My position within the State of Minnesota requires me to serve two counties at the same time. At least twice per month, I travel with my co-workers to Lake of the Woods County. The county seat there is the town of Baudette. The difference between Baudette and International Falls is as follows: half the population, twice the prairie and three times the love for the sport of hockey. West of Baudette marks the transition from forest to the start of the Red River Valley. Lake of the Woods County is easier to locate on a map than Koochiching County or International Falls.

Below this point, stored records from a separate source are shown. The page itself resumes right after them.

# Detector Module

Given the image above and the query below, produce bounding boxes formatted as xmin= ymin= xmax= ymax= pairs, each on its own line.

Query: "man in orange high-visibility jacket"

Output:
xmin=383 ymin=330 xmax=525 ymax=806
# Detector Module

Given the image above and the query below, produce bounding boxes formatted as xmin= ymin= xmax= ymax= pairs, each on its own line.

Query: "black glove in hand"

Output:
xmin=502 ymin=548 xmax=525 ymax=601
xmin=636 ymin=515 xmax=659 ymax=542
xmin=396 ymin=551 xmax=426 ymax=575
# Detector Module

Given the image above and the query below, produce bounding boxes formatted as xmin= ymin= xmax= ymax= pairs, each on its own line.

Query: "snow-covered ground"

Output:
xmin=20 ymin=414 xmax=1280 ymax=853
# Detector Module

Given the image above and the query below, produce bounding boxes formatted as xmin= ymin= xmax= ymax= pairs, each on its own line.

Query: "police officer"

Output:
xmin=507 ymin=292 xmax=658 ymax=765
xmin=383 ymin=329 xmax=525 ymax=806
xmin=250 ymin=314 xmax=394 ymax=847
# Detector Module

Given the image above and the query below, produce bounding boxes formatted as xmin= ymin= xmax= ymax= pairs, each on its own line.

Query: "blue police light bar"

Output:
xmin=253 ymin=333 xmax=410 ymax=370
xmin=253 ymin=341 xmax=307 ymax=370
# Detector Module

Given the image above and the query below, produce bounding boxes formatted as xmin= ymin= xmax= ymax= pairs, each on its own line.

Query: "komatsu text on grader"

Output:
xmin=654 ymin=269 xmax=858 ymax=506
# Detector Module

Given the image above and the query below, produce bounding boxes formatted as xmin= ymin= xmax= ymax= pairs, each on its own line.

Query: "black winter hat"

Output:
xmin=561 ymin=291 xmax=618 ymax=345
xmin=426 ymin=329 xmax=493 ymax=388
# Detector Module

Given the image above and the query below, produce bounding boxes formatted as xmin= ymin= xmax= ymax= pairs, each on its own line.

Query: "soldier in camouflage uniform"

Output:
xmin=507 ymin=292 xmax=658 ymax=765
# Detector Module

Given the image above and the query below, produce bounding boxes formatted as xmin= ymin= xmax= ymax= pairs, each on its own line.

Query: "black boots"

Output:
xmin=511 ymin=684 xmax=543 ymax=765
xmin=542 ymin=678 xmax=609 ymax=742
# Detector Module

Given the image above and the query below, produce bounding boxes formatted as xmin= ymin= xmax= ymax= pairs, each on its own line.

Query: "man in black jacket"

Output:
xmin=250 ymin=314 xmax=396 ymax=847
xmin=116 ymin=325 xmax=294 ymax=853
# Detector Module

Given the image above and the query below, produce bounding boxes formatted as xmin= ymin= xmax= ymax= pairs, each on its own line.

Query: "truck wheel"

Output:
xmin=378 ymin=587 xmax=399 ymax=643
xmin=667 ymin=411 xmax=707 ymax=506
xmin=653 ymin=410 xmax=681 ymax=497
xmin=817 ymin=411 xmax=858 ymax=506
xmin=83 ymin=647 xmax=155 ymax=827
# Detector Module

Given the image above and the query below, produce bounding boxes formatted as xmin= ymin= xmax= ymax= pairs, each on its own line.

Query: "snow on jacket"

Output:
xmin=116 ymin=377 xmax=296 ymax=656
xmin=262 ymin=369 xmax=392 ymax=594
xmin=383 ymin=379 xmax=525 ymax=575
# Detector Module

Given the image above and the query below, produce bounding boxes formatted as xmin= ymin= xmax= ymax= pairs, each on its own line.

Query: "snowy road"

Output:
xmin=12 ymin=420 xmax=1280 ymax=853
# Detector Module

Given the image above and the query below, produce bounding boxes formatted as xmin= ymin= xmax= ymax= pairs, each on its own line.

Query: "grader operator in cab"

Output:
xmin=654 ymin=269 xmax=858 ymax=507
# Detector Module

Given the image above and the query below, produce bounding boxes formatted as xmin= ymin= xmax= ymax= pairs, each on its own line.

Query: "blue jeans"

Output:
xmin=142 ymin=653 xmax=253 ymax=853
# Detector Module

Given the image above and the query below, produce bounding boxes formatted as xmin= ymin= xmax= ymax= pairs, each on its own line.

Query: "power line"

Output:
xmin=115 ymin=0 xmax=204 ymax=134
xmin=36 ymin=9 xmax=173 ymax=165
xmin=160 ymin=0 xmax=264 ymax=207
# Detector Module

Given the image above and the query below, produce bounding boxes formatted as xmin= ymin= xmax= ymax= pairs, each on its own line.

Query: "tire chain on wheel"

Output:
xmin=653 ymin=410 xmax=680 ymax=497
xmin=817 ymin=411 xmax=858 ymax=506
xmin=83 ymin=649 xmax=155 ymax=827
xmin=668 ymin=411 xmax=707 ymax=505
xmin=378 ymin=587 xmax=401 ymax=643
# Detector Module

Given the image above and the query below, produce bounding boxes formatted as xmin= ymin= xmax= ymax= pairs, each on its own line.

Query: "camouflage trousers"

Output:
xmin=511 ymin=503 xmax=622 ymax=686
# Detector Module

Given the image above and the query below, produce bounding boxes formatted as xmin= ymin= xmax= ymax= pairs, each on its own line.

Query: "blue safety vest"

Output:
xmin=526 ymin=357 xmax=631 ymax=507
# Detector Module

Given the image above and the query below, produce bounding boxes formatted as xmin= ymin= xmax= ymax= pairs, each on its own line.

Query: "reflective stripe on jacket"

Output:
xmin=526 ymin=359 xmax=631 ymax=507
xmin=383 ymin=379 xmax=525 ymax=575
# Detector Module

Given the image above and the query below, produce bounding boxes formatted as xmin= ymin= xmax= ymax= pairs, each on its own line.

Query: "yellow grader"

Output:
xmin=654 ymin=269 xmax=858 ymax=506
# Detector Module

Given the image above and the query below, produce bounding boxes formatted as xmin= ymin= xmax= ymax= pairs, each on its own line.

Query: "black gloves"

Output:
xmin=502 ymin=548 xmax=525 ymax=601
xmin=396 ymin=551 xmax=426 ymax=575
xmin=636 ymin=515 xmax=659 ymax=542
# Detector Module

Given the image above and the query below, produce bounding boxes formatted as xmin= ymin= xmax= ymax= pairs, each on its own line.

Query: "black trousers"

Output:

It is the literal crowning achievement of Minnesota: the Northwest Angle. It is the funny little section at the top of Minnesota that suggests that state or federal legislators at one point had nothing better to accomplish than annexing a liquid portion of Canada that resembles the shape of a battered chimney. The unique thing about the Northwest Angle is that it is 90 percent fresh water and the remaining portion consists of a remote Indian Reservation run by the Red Lake Indian Tribe. In order to get to the Red Lake Reservation on must traverse a brief portion of Ontario by car or ferry across the Lake by boat.

When time permits, my co-workers and I have lunch at a place called Rosalie's. Like most towns north of Bemidji, restaurants in International Falls and Baudette are seldom associated with national name brand chains. We have McDonalds, Subway and Dairy Queen (What MN town is complete without a DQ?). But there is nothing like Applebees, Outback Steakhouse or Buffalo Wild Wings. Instead, dining out is run by small town folks who offer their spin on chicken, burgers, salad and walleye. The appetizers rarely exceed mozzarella sticks, nachos or cheese covered french fries. Dessert is usually dedicated to ice cream with cake or pie. During the summer seasons, rhubarb desserts cannot be avoided. Should you ever swing by Rosalie's on the western edge of Baudette, give the Pub Burger your attention. It has everything on it your mother told you that you should never eat: deep fried pickles, onion rings barbecue sauce and bacon, plus a half pound burger with cheese. For those needing a bolder challenge, try eating this burger without the use of a napkin.